Страница 4 из 67
«Выходит — лучше, что чучело Балдин продал нас купцу», — бывало, скажет Харлампий Анне, когда, случится, забежит вечером к ней на полчаса.
Он с Аннушкой-то еще в Баскаках сошелся мыслями. Парень степенный, смелый. Спросит ее: «Не тужишь, Аннушка, по деревне?» — «Это по косоротом-то? И не думаю. Провалился бы он в преисподнюю!»
Правда, взгрустнется иной раз, да и не только ей, как вспомнятся родные стежки, полевые дорожки, белая березонька у околицы. Да что ты сделаешь, коли распроклятая кабала из родного гнезда увела…
Однажды, видишь ты, за рекой Аннушка с подругами миткаль отбеливала, расстилала ткани по лужку. Глядь, сверкнула под солнцем белыми крыльями залетная чайка. Будто искры посыпались с ее крыльев. Камнем упала чайка на воду, схватила рыбешку, взвилась, да недолго летела: почти той же минутой, как подстреленная, свалилась на бельник. Аннушка — к ней. Подняла. У чайки из клюва торчит светлый рыбий хвост.
— Батюшки, рыбой подавилась…
Чайка глядит на нее, будто о помощи просит. Вынула Аннушка рыбку. Окунула чайку в чистый ручей и увидала на белом-то крыле узорные буковки рядами, будто шелковое вязанье: «Миряне, порадуйте сердце Поляне! Привечайте мою чайку с острова Зеленого. Ей над бельниками летать, пряжу оберегать».
— Ой ли! Так ты Полянкина птица! — всплеснула в ладоши Аннушка.

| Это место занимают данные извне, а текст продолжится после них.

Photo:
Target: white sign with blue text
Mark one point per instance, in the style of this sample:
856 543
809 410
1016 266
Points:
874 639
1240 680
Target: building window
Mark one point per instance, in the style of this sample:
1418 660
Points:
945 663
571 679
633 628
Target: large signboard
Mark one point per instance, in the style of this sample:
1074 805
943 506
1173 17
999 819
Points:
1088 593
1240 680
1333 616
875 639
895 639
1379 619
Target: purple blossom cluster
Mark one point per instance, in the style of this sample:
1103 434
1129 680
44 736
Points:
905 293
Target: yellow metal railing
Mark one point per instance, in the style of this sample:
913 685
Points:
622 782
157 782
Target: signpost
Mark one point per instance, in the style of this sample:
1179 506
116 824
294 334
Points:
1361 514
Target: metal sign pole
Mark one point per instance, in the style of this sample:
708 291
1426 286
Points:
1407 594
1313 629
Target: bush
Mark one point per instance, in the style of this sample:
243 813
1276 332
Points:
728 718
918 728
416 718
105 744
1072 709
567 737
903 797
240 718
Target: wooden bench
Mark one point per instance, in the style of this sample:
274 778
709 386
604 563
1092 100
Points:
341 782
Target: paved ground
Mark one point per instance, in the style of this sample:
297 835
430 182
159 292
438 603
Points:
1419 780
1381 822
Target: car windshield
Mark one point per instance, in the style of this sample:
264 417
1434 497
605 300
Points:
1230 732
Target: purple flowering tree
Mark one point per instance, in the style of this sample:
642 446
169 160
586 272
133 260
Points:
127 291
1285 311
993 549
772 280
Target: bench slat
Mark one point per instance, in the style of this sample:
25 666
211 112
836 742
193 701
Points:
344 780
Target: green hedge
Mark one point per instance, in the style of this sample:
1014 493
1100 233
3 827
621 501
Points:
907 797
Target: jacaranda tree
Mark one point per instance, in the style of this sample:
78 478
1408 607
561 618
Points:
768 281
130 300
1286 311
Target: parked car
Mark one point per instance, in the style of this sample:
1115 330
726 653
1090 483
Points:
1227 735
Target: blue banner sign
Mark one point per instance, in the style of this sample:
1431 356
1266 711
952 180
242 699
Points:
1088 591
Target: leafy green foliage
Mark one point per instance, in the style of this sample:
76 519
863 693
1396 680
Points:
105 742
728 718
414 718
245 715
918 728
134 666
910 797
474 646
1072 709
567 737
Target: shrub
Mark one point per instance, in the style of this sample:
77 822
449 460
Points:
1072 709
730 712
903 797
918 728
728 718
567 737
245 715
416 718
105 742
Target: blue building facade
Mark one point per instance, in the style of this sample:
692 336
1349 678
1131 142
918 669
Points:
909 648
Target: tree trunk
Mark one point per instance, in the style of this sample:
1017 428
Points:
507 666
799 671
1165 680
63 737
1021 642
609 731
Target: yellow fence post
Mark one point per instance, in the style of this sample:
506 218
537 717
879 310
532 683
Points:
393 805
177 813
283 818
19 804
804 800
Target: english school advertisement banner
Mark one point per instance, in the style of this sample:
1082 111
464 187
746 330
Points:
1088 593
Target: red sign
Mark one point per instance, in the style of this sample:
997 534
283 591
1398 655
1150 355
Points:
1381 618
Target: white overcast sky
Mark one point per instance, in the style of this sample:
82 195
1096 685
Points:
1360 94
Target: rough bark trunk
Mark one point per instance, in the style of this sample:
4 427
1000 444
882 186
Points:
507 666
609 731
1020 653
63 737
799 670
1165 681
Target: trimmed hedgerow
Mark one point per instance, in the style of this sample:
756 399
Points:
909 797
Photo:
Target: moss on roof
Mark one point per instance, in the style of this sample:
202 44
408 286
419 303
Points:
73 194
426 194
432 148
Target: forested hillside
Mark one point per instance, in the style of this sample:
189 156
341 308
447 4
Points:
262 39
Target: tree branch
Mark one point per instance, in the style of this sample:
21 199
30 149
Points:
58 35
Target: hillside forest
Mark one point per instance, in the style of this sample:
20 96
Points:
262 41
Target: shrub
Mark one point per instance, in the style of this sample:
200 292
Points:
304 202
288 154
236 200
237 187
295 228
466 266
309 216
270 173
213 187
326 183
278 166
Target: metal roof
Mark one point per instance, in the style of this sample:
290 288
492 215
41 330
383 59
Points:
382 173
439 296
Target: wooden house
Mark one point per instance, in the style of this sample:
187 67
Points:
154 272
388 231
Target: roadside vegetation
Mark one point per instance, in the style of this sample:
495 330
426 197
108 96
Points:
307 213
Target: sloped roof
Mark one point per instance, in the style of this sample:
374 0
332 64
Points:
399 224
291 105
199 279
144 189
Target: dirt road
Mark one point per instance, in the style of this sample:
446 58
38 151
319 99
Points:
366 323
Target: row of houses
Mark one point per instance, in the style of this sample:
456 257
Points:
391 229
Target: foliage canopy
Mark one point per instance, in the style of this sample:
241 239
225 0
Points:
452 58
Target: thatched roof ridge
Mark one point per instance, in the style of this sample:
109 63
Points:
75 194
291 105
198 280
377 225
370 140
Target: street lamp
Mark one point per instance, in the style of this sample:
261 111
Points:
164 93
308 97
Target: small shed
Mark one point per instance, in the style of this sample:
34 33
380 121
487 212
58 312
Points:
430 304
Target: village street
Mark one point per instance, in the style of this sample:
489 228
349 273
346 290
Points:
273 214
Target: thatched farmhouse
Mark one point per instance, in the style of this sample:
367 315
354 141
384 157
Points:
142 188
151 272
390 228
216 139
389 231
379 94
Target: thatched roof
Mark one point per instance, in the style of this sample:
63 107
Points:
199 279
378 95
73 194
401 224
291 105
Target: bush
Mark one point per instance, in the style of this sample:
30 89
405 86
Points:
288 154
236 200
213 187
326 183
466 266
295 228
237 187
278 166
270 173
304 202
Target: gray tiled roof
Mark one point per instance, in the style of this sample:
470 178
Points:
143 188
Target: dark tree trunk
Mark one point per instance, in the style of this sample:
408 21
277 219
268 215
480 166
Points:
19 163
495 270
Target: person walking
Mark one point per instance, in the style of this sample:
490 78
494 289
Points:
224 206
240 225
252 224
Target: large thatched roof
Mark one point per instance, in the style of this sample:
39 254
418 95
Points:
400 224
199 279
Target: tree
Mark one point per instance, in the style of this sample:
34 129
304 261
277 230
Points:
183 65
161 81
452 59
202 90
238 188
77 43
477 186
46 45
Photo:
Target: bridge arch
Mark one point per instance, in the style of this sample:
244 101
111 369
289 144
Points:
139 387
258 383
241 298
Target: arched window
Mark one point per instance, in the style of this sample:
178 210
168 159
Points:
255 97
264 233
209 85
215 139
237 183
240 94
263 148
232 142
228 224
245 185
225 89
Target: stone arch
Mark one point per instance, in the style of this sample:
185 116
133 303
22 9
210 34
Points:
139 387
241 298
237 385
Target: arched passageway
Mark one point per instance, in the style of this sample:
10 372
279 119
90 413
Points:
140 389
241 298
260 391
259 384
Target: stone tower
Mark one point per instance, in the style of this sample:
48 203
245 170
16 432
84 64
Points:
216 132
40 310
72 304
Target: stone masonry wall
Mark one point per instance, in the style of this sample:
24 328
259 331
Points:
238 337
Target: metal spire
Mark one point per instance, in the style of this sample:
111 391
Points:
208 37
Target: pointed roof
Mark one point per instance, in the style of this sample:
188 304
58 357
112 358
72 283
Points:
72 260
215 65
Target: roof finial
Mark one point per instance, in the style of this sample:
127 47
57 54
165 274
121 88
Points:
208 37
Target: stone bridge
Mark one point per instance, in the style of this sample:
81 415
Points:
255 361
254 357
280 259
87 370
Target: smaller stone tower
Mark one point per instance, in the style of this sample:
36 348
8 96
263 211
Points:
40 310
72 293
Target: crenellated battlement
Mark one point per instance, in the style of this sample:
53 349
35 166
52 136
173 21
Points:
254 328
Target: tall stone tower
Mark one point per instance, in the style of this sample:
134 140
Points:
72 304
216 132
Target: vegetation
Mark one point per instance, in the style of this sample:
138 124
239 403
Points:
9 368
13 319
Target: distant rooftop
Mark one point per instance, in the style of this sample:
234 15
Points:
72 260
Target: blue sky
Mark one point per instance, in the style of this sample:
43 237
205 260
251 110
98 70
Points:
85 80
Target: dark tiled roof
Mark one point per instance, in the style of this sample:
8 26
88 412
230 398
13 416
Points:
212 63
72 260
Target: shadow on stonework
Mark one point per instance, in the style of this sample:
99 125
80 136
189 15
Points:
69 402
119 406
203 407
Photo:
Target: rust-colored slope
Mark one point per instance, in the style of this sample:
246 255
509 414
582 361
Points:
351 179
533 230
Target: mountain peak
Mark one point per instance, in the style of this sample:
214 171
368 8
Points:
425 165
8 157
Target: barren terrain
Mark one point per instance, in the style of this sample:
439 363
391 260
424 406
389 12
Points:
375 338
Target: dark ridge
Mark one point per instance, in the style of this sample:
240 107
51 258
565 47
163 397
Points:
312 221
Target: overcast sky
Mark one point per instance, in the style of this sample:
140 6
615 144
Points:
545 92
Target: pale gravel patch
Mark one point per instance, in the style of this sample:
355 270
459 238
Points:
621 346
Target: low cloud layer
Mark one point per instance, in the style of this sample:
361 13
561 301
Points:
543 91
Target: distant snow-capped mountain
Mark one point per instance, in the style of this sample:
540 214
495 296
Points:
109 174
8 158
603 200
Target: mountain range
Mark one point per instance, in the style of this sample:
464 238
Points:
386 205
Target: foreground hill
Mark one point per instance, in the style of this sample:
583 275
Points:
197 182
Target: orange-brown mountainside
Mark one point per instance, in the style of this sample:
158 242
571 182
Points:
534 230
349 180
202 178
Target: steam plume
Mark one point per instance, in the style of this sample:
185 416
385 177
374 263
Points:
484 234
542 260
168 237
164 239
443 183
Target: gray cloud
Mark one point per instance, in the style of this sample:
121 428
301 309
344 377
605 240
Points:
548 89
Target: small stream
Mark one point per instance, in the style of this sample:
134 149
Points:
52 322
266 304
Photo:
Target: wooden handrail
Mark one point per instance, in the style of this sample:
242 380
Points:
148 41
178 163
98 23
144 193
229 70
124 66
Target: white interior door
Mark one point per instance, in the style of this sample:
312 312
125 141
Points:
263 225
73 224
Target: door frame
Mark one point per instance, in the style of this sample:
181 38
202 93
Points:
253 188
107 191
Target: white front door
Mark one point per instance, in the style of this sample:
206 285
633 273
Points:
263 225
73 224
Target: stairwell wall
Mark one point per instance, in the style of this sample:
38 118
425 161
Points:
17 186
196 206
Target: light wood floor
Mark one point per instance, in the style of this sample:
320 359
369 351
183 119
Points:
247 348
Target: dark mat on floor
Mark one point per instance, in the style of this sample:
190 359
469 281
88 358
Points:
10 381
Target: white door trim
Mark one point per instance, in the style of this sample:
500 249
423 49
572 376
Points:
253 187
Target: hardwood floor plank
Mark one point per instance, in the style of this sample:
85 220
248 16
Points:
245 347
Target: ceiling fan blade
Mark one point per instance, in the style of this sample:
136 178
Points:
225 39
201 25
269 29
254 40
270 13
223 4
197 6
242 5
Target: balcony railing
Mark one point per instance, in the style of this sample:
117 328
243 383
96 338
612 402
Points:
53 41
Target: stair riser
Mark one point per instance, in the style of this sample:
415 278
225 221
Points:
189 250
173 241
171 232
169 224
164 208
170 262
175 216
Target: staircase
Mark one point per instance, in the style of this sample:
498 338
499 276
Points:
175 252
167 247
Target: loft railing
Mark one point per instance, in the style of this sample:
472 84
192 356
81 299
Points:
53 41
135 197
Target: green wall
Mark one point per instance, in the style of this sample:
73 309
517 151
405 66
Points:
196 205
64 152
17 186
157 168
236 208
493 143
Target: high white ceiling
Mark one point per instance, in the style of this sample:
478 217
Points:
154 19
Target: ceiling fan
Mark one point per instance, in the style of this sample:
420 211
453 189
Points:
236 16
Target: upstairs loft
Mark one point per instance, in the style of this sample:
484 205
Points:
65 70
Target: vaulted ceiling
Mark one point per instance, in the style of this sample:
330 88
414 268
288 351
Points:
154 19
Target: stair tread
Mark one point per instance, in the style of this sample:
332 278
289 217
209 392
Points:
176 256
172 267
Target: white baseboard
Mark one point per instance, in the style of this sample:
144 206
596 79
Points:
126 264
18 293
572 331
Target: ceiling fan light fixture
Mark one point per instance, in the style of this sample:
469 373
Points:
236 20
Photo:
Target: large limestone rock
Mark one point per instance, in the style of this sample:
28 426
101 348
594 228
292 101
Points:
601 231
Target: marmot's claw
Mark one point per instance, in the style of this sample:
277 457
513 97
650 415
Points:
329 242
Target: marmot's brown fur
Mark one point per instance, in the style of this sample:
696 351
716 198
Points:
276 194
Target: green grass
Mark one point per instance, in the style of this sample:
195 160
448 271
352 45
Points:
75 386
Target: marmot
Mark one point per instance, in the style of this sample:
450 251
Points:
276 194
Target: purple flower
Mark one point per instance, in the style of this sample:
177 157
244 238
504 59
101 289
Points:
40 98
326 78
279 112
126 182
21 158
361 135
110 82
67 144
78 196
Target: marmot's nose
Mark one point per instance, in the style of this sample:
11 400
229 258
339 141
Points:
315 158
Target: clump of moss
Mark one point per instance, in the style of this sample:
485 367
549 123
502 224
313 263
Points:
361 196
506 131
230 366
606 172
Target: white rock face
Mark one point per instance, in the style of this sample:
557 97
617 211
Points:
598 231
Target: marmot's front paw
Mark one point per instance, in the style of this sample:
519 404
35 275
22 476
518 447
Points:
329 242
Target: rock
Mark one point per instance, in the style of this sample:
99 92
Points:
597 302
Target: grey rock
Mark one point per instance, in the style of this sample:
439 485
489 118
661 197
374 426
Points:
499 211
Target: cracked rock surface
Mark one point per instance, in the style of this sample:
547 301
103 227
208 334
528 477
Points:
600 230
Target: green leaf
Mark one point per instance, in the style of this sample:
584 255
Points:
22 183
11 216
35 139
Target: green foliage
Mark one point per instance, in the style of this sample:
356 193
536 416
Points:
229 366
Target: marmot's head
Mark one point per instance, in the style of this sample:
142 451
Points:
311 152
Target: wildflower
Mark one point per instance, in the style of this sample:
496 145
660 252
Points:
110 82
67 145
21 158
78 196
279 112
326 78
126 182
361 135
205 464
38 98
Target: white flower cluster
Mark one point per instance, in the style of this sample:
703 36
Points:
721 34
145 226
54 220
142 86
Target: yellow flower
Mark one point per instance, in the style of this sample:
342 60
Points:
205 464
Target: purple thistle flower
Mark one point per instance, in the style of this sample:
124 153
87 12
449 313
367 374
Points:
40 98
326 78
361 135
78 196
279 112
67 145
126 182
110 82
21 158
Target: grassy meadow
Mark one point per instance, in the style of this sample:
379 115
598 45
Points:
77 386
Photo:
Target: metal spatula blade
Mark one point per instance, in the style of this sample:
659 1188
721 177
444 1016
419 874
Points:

Полянка славилась у наших ткачей. Разные сказки про нее старые люди рассказывали. В конце лета, в ведренные дни, пройди полями, лугами, да и по лесу, — стелется на траве пряжа тонкая-претонкая. Паутина, скажешь, — не угадаешь. Нет, это Полянка раскинула свою пряжу по траве, чтобы ветер ее присучил. Сученую-то она ночью всю до пряжинки соберет, чтобы не замочило дождем. В дождик пройди — не увидишь ни одного волоконца. Полянка — заботливая мастерица, работящая. Так уж повелось: ночью на поле прядет, а на День-то, сказывали, уходит в лес, в рощу. Нельзя ей показываться. Словно она тоже из подъяремных, беглая с чьей-то мануфактуры.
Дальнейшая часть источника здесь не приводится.